EditDevelopment Support
CMD will be actively working with developers willing to create new commercial software and/or modify existing software to take full advantage of the SuperCPU. A comprehensive developers package will be available, and will include an assembler which supports all 65C816S opcodes and addressing modes. In addition to the assembler, extensive documentation will provide pertinent technical specifications, guidelines, and sample code. This package will enable developers to produce programs which take advantage of the 65C816S's enhanced instruction set, 16 MB addressing capability (for users with the optional SuperRAM Expansion Card), as well as other SuperCPU capabilities.
EditProgrammable Functions
The SuperCPU contains a special register which allows programmers to control the clock speed. An additional register is used to control the SuperCPU's WriteSmart™ function (see the sidebar), which determines what areas of the SuperCPU memory are mirrored in the host computer. Applications which can use reduced mirroring can significantly increase their overall operating speed.
EditTemporary Conclusion
As mentioned previously, the SuperCPU is a work-in-progress, and it will take a little more time before everything is known, and before everything that appears to be “known” now is really considered to be “carved in stone”. If anything can be concluded, I believe that CMD is creating a powerful new engine to power our C-64’s and 128’s, for those of us who either want or desire that power.
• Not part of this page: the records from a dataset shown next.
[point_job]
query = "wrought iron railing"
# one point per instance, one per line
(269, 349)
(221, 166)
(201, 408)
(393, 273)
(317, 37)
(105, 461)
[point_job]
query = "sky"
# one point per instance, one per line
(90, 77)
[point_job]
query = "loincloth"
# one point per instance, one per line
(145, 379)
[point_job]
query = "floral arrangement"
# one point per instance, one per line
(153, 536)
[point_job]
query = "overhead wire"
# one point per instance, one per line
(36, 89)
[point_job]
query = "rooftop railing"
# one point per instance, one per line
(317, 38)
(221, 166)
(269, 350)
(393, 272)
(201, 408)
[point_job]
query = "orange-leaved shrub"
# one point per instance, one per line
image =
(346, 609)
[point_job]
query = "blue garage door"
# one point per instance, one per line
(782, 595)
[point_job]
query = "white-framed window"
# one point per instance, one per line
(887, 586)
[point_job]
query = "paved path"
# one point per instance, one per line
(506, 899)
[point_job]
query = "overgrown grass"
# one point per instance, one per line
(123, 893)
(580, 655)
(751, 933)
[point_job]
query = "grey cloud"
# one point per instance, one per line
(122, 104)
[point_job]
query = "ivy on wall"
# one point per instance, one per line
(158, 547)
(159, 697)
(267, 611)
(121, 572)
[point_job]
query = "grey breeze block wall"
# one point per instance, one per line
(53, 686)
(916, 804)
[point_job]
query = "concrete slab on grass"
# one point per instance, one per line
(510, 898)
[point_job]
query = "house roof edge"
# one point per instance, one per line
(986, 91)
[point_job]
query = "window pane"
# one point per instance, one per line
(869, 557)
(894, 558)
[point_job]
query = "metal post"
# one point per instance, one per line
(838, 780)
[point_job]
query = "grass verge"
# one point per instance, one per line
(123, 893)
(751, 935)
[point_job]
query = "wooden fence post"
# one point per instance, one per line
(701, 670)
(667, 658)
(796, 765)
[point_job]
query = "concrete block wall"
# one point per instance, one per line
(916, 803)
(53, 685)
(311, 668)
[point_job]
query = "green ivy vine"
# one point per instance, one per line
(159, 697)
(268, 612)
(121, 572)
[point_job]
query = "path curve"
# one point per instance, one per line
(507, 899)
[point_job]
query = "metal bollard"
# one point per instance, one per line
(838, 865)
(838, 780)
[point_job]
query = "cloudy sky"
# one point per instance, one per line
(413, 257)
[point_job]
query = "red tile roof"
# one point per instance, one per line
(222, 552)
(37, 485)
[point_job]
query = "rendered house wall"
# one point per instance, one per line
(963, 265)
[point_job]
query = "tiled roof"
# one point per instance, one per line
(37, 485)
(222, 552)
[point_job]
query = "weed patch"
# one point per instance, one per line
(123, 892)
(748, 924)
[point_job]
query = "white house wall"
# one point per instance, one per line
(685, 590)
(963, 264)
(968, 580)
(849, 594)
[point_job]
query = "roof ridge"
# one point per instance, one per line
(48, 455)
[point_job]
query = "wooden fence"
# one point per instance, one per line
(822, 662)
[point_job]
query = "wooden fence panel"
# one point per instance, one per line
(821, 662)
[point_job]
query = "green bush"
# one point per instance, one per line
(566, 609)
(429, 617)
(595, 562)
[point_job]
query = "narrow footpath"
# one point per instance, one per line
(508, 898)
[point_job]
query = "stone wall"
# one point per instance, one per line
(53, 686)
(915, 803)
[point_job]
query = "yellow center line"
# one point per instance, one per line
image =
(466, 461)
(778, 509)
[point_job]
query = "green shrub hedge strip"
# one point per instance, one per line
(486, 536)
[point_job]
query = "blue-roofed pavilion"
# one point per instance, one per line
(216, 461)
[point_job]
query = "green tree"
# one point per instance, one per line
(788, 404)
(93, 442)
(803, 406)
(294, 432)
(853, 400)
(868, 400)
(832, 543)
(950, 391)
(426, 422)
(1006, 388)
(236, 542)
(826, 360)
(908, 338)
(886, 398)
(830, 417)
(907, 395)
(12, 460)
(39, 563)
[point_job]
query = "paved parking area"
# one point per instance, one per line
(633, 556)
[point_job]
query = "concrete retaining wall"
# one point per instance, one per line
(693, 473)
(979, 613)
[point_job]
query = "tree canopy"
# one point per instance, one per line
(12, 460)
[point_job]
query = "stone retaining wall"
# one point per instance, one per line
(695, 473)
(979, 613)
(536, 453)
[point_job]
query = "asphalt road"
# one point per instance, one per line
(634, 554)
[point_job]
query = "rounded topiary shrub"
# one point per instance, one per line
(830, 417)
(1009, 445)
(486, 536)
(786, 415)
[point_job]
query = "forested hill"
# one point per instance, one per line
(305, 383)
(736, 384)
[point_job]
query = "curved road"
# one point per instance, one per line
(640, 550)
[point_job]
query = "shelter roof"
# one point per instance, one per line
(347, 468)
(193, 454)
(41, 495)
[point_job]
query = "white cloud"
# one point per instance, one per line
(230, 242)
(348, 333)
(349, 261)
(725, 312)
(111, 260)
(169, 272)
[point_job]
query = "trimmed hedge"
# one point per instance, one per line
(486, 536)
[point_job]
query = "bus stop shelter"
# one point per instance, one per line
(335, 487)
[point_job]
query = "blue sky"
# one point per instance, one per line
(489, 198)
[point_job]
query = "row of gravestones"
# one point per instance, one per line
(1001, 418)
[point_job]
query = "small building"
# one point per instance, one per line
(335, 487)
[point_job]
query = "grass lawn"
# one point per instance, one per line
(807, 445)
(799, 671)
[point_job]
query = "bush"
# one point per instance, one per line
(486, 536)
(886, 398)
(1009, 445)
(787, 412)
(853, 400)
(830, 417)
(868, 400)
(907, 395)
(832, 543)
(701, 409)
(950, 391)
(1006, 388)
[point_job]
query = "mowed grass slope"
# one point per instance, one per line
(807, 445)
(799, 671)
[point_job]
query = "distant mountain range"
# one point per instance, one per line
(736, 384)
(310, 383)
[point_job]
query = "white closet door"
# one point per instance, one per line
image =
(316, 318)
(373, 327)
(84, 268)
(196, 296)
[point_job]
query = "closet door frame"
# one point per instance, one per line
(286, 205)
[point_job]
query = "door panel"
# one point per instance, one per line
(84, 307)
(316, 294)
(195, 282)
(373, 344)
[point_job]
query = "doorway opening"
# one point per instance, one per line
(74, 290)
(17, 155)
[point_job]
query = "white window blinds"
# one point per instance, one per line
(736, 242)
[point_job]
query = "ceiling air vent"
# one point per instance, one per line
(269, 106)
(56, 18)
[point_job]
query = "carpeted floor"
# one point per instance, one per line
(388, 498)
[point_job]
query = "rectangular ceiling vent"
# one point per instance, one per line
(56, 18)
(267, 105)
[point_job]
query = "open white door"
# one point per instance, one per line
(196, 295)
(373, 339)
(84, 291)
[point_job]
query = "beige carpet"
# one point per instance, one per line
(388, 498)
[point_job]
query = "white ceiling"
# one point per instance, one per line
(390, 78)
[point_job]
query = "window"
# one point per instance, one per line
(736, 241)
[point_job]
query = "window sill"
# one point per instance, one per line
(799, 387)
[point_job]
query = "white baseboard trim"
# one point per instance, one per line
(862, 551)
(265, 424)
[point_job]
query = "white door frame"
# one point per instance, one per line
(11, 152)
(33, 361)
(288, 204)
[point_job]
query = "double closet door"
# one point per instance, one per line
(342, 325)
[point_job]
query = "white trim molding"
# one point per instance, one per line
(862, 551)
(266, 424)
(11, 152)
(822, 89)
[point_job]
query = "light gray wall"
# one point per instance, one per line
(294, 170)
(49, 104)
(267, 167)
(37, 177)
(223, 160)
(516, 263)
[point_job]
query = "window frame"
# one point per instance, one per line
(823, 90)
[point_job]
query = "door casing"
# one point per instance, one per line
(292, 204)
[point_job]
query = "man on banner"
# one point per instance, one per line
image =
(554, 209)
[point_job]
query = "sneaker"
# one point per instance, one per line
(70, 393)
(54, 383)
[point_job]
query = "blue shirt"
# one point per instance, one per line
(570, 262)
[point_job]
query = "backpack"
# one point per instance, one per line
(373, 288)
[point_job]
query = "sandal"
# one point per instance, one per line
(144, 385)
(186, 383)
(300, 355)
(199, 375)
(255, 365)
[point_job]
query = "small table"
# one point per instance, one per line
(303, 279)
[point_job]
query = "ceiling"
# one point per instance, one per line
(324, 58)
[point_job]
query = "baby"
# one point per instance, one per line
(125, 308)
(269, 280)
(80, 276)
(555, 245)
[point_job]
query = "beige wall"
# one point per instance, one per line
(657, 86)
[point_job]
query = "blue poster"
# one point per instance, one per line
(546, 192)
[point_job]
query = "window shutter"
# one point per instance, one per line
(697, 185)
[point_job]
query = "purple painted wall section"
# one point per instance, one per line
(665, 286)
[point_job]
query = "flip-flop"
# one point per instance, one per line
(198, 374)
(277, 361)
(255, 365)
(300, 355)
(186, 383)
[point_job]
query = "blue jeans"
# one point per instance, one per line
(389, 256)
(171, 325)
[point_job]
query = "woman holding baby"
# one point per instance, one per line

Clearly, the features outlined here show that this design goes far beyond other previous accelerators in the areas of performance, expandability, compatibility, and features.
Furthermore, the creation of an assembler and the developer’s kit hints at the possibility of new applications in the future that will take advantage of the power and resources this new device brings to the C-64/128 platform. Naturally, we'll keep you informed as further developments unfold.
EditSome SuperCPU Technical Notes
The SuperCPU operates independently of the host computer's clock, but can synchronize with the host when necessary. This allows the SuperCPU to process data at a full 20 MHz while the VIC chip continues normal operation. Slowdowns can occur, however, because the host computer's memory and I/O locations must be updated when the associated SuperCPU memory locations are changed. In addition, serial bus timing routines must be performed at the standard 1 MHz speed.
Since the host computer's clock and memory operate at a slower speed than the SuperCPU, memory transfers between the two must be synchronized. Such transfers are the result of using LOAD and STORE instructions (such as LDA or STX) when the memory referenced is part of mirrored memory.
By nature of its design, the SuperCPU is able to maintain a minimum effective speed of 4 MHz during these memory transfers. By optimizing code for the SuperCPU, higher transfer rates are possible.
Programmers can also take advantage of the WriteSmart™ and CacheWrite™ features within the SuperCPU to further optimize their code. Doing so allows optimum speed during memory transfers, and avoids transfers when they aren't required. Here's a brief overview of these features.
WriteSmart: This feature determines which areas of SuperCPU memory and host computer memory must be mirrored. A register within the SuperCPU allows setting of four different configurations: all memory, BASIC (for default screen and color memory), GEOS (GEOS screen and color memory), and none. I/O memory is always mirrored unless I/O is switched off.
CacheWrite: This feature works in conjunction with STORE instructions, and holds a byte that needs to be placed into the
host's memory until the host can accept it. If no further STORE instructions occur while the cache is full, no clock-stretching will be required in the SuperCPU, and optimum speed will be maintained.